In the youth health region, the teams in competition are childhood trauma, sports-related concussions, gun violence, and childhood obesity—all public health issues facing kids today. Let’s have a look at some of the key players and statistics for each team, so you can make your predictions.

The teams

#1 Childhood obesity

Top seed in the region is childhood obesity. For one thing, this team is big: 17 percent of kids are obese and 25 percent are overweight. And obesity is a proven offensive powerhouse, increasing chances of diabetes, heart disease, cancer, and more. Financially, the costs of the franchise are estimated to be a whopping $147 billion. That’s going to be a lot for any opponent to take on.

#2 Concussions

Brain injuries among pro athletes have seen a lot of court time recently.  Many of the players on this team are kids and teens who participate in recreational sports. Children 18 and under suffer 173,285 concussions related to sports and recreational activities each year that have been linked to brain disorders. That’s bad news not only for the current season, but later in the game, and possibly for the rest of their lives.
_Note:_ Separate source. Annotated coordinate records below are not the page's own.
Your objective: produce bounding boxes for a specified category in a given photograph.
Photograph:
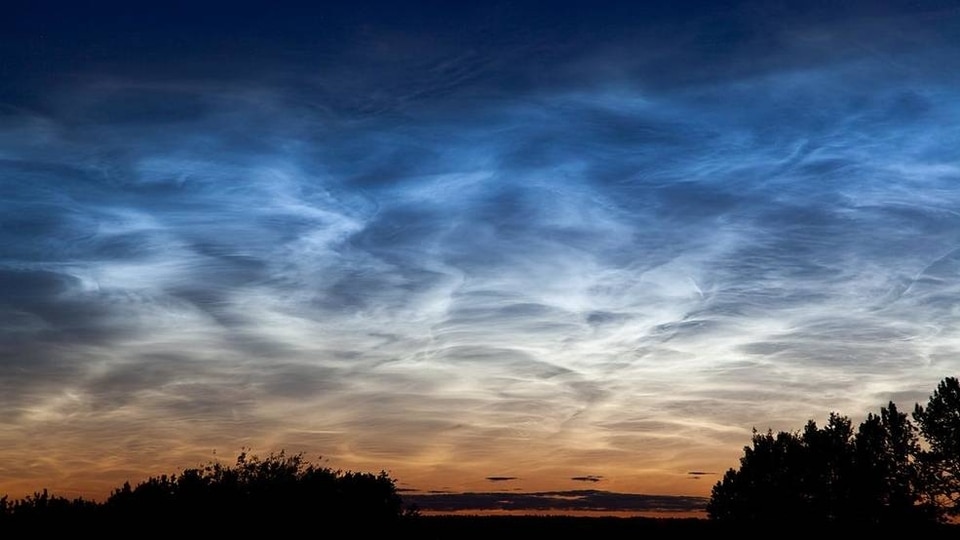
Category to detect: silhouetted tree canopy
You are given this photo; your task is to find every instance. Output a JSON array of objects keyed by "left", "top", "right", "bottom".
[
  {"left": 0, "top": 451, "right": 408, "bottom": 537},
  {"left": 707, "top": 378, "right": 960, "bottom": 527}
]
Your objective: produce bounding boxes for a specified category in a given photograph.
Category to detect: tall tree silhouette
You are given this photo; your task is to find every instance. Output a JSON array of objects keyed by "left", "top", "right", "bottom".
[
  {"left": 707, "top": 378, "right": 960, "bottom": 526},
  {"left": 913, "top": 377, "right": 960, "bottom": 517}
]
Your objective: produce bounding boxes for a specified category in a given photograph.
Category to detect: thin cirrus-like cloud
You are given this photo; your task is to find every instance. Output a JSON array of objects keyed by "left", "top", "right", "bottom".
[{"left": 0, "top": 2, "right": 960, "bottom": 504}]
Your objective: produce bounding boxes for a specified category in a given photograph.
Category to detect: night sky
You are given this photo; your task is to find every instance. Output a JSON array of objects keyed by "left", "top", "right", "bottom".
[{"left": 0, "top": 0, "right": 960, "bottom": 512}]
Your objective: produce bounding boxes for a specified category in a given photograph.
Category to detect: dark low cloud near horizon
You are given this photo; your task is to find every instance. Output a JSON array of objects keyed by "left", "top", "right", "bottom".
[
  {"left": 403, "top": 489, "right": 707, "bottom": 513},
  {"left": 0, "top": 2, "right": 960, "bottom": 500}
]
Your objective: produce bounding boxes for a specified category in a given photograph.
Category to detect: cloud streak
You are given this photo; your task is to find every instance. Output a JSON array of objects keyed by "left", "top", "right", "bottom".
[{"left": 0, "top": 3, "right": 960, "bottom": 506}]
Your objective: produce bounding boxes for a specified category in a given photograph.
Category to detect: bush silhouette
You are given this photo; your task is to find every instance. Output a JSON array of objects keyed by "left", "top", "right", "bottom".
[
  {"left": 0, "top": 451, "right": 415, "bottom": 538},
  {"left": 707, "top": 377, "right": 960, "bottom": 527}
]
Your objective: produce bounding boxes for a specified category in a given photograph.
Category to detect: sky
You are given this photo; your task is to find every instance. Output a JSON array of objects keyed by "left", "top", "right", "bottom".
[{"left": 0, "top": 0, "right": 960, "bottom": 508}]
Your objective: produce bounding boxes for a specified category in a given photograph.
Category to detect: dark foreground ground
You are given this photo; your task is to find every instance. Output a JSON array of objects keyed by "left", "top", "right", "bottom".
[
  {"left": 404, "top": 516, "right": 960, "bottom": 540},
  {"left": 7, "top": 511, "right": 960, "bottom": 540}
]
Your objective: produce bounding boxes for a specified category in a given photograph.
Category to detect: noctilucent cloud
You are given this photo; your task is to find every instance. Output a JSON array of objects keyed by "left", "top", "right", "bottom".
[{"left": 0, "top": 1, "right": 960, "bottom": 508}]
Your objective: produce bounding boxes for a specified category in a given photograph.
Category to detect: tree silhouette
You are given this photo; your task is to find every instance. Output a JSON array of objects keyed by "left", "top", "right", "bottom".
[
  {"left": 105, "top": 452, "right": 404, "bottom": 534},
  {"left": 913, "top": 377, "right": 960, "bottom": 517},
  {"left": 707, "top": 384, "right": 960, "bottom": 527}
]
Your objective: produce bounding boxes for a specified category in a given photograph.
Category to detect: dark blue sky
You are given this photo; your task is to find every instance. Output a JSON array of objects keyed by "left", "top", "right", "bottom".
[{"left": 0, "top": 2, "right": 960, "bottom": 510}]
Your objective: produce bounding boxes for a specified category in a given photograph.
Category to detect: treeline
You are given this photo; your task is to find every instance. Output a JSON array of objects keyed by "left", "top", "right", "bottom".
[
  {"left": 0, "top": 452, "right": 416, "bottom": 537},
  {"left": 707, "top": 377, "right": 960, "bottom": 530}
]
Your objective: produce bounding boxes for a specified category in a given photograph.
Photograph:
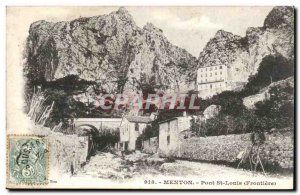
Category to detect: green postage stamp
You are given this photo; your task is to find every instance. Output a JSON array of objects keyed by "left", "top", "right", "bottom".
[{"left": 8, "top": 136, "right": 48, "bottom": 185}]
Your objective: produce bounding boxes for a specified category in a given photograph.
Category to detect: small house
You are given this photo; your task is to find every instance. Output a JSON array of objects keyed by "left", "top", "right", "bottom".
[
  {"left": 159, "top": 116, "right": 192, "bottom": 155},
  {"left": 119, "top": 116, "right": 154, "bottom": 151}
]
Will depression, dementia, or Alzheimer’s disease score against them in the end?

#3 Gun violence

The fallout from access to guns resulting in gun violence impacts young people most severely. Among 15 to 24-year olds, the rate of firearm homicide in the U.S. is more than 42 times that of other high-income countries. Mass shootings are an attention-getting move that reveals just how scary this threat can be.

#4 Childhood trauma

Childhood trauma, including experiencing neglect, abuse, assault, and witnessing serious violence affects over 15 million kids each year. The effects of such horrors are numerous and can sadly last beyond a lifetime. Many of the perpetrators of violence against children were once victims themselves, and the cycle goes on—not the kind of dynasty to be celebrated, but avoided at all costs.